CHAPITRE 3.
Les vampires sont des créatures parfaites et c'est bien pour cela qu'ils ne sont pas humains. Ils ne feront jamais certaines choses. Ils n'ont pas la foi, ils ne communiquent pas avec Dieu, ils sont incapables d'apprécier la beauté, de créer une quelconque œuvre artistique. Ils ne sont rien d'autre que des monstres dépourvus de tout sentiment. Car tout ce qui les intéresse, c'est le sang.
Ces deux hommes devant moi pensent que je suis un monstre, un être dépourvu d'émotion, une tueuse, tout autant que les vampires. J'ai été élevée comme une humaine, j'ai reçue une éducation, je suis capable d'apprécier la beauté des choses, je suis capable d'aimer.
Pendant que mes deux ravisseurs me lancent des regards haineux, mon rythme cardiaque se ralentis. Je suis terrifiée , seul mon cœur bouge encore, cognant contre ma poitrine, les autres organes de mon corps semblent m'avoir lâchée. Je tente de me libérer de la chaîne qui me retient à la chaise, bien sûr, sans succès. J'inspire longuement et me calme, tentant de trouver une autre solution.
"je ne vais pas les laisser me tuer sans broncher.
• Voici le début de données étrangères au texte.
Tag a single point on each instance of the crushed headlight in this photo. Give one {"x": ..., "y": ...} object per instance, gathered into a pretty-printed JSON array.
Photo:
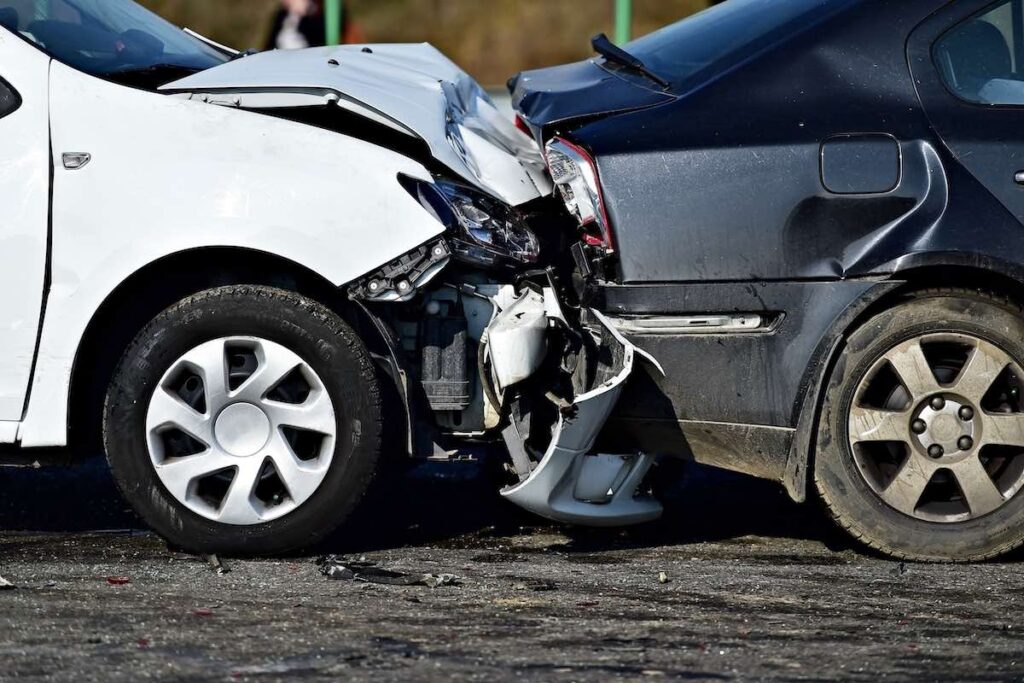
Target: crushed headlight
[
  {"x": 483, "y": 231},
  {"x": 574, "y": 175}
]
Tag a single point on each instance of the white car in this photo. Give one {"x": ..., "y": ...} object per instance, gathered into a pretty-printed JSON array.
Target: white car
[{"x": 261, "y": 274}]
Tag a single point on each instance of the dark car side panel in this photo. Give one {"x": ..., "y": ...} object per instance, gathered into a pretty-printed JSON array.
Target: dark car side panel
[{"x": 725, "y": 184}]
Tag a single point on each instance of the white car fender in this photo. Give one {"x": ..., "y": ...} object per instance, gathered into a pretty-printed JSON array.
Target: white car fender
[{"x": 167, "y": 175}]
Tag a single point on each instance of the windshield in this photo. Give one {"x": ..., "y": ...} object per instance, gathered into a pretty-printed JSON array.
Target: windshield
[
  {"x": 108, "y": 38},
  {"x": 689, "y": 51}
]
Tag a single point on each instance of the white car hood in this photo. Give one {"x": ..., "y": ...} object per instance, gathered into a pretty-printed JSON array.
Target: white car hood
[{"x": 413, "y": 88}]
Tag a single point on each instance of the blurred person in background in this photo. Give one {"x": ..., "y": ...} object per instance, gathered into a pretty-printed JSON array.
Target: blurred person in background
[{"x": 299, "y": 24}]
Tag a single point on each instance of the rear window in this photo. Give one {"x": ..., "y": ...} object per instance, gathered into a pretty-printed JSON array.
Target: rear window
[{"x": 719, "y": 38}]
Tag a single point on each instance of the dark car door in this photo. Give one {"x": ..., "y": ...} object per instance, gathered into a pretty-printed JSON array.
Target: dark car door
[{"x": 969, "y": 61}]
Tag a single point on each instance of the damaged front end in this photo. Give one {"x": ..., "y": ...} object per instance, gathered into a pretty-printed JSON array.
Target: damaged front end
[
  {"x": 498, "y": 350},
  {"x": 482, "y": 332}
]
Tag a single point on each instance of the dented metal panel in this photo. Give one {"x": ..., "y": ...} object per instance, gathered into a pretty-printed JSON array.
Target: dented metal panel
[{"x": 414, "y": 88}]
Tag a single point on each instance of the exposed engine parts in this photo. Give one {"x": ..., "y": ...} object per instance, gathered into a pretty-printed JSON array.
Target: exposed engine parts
[{"x": 399, "y": 280}]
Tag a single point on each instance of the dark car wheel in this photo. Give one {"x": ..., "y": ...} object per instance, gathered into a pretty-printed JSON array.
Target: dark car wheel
[
  {"x": 244, "y": 420},
  {"x": 921, "y": 441}
]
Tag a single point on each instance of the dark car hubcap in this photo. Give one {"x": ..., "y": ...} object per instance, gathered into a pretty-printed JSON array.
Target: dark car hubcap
[{"x": 936, "y": 427}]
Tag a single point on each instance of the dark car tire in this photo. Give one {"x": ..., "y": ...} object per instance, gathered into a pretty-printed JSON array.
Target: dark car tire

Me dis-je."
Alors que je m'apprête à hurler comme un cochon qu'on étrangle dans un abattoir -soyons honnête, c'est bien la seule chose que je sois capable de faire en cet instant- soudain, j'entends des bruits de pas. Quelqu'un qui court dans le couloir. Les pas se dirigent vers nous , ils s'arrêtent quelques secondes puis la porte s'ouvre brutalement dans un fracas à réveiller les morts. Lorsque l'inconnu pénètre enfin dans la pièce, je crois d'abord rêver en reconnaissant une silhouette familière, mais ce n'est pas un rêve. La peur que je viens de ressentir s'envole subitement quand je reconnais la voix d'une personne chère à mon cœur.
-Alexandra ...
Mon père s'élance vers moi en hurlant mon prénom, je suis si heureuse d'entendre sa voix. Sans réfléchir je me débats avec férocité, tirant une fois de plus sur les chaînes . En quelques pas seulement, il est devant moi et me prend dans ses bras en pleurant. Je pleure aussi, je ne pensais plus le revoir et il est là devant moi, en chair et en os.
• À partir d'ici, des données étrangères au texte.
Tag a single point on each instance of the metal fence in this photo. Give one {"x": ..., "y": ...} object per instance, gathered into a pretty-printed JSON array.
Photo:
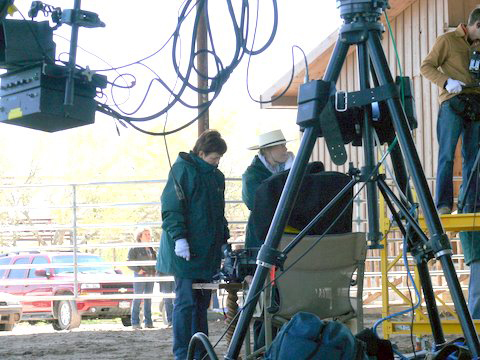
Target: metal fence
[{"x": 100, "y": 218}]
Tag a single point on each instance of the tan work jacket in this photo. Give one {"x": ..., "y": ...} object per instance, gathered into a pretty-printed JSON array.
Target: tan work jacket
[{"x": 450, "y": 58}]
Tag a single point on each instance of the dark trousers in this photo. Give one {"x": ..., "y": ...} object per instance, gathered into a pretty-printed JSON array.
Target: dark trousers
[
  {"x": 450, "y": 127},
  {"x": 189, "y": 316}
]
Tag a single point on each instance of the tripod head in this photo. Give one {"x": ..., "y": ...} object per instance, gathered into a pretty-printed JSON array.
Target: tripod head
[{"x": 367, "y": 10}]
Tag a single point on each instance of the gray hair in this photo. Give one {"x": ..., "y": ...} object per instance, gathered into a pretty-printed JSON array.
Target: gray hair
[{"x": 139, "y": 231}]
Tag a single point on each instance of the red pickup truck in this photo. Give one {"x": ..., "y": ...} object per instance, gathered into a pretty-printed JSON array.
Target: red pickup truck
[{"x": 54, "y": 273}]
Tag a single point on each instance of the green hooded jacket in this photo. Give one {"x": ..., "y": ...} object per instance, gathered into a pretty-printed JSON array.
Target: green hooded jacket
[
  {"x": 199, "y": 218},
  {"x": 255, "y": 174}
]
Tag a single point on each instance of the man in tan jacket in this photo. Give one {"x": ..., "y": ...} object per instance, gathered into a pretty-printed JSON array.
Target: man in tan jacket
[{"x": 447, "y": 66}]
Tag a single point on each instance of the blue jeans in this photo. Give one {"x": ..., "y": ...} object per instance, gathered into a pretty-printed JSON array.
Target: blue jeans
[
  {"x": 474, "y": 290},
  {"x": 450, "y": 127},
  {"x": 142, "y": 288},
  {"x": 168, "y": 287},
  {"x": 189, "y": 316}
]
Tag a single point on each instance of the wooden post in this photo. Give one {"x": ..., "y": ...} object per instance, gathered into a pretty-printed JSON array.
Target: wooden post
[{"x": 202, "y": 67}]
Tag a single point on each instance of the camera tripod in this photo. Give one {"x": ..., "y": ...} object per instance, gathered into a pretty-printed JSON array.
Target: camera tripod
[{"x": 318, "y": 104}]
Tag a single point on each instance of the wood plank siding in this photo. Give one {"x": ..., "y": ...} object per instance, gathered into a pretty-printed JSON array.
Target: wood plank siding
[{"x": 415, "y": 30}]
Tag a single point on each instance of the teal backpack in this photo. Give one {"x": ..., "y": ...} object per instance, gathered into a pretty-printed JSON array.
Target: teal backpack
[{"x": 305, "y": 336}]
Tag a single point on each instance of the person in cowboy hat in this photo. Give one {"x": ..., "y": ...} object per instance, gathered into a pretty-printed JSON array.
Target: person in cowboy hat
[{"x": 273, "y": 157}]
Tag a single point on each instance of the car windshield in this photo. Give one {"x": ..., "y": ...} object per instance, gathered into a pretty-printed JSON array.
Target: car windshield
[{"x": 82, "y": 259}]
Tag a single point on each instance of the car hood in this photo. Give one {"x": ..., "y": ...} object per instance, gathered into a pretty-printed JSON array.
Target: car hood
[{"x": 95, "y": 277}]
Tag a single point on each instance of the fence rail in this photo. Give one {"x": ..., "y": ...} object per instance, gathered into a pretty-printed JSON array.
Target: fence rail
[{"x": 99, "y": 218}]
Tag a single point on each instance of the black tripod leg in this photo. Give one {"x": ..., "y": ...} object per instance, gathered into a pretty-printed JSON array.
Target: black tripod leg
[
  {"x": 439, "y": 241},
  {"x": 415, "y": 245},
  {"x": 374, "y": 235}
]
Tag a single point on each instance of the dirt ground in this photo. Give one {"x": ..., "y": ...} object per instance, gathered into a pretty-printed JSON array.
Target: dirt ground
[
  {"x": 109, "y": 340},
  {"x": 92, "y": 341}
]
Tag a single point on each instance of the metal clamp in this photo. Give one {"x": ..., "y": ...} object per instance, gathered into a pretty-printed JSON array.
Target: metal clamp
[{"x": 345, "y": 97}]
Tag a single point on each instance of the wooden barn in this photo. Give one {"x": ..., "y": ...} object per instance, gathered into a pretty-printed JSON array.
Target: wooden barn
[{"x": 415, "y": 26}]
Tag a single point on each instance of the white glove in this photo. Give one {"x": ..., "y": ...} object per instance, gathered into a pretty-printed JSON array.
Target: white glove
[
  {"x": 454, "y": 86},
  {"x": 182, "y": 249}
]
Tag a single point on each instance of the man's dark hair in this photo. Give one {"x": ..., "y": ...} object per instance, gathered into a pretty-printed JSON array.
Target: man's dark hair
[
  {"x": 210, "y": 141},
  {"x": 474, "y": 17}
]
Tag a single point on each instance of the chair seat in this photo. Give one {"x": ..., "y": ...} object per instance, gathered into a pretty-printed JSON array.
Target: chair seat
[{"x": 320, "y": 282}]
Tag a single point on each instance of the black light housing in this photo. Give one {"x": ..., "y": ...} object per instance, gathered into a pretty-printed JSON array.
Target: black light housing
[{"x": 24, "y": 42}]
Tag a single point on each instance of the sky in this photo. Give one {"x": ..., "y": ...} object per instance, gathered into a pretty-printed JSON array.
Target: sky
[{"x": 134, "y": 31}]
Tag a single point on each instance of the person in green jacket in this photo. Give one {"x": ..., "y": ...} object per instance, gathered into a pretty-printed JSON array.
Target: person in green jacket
[
  {"x": 194, "y": 230},
  {"x": 273, "y": 157}
]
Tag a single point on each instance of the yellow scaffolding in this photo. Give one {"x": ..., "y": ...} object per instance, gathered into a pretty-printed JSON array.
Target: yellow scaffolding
[{"x": 421, "y": 325}]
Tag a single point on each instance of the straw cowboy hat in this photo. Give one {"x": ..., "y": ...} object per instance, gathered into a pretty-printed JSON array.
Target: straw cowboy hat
[{"x": 271, "y": 138}]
Après quelques minutes de pur bonheur, il se redresse et plonge ses yeux dans les miens. Il a l'air épuisé , il parait aminci et un peu plus vieux que la derrière fois que je l'ai vu. Il me fait un large sourire. Cependant en le regardant, je lis sur son visage toute une variété d'expressions: la joie, la tristesse, la douleur... Puis il approche sa main lentement de mon visage comme s'il avait peur que je disparaisse et essuie tendrement mes larmes.
-Oh Dieu merci, j'ai tellement prié pour qu'on te retrouve saine et sauve mon bébé.
Mon père se tourne vers nos deux camarades et explose de rage. Je ne l'ai jamais vu dans cet état.
-Détachez-là immédiatement !
Le blond avance vers mon père , une expression de fureur sur le visage. Ce mec me donne la chair de poule mais mon père, lui, ne cille même pas.
-Nous n'avons pas d'ordre à recevoir de toi Ben.
Ben?
Mon père connaît-il ces personnes? Comment? J'ai du mal à y croire. Je m'efforce de raisonner clairement, le simple bon sens me dit que mon père ne peut connaître mes ravisseurs, sauf si... Sauf s'ils ont contacté ma famille pour une éventuelle demande de rançon.
Mon père toujours furieux, se lève, se place devant moi et croise les bras sur sa poitrine l'air menaçant.
-Jason m'a appelé, "dit- il " il m'a dit que vous aviez retrouvé ma fille, ce que je veux savoir les gars, c'est pourquoi la retenez-vous prisonnière?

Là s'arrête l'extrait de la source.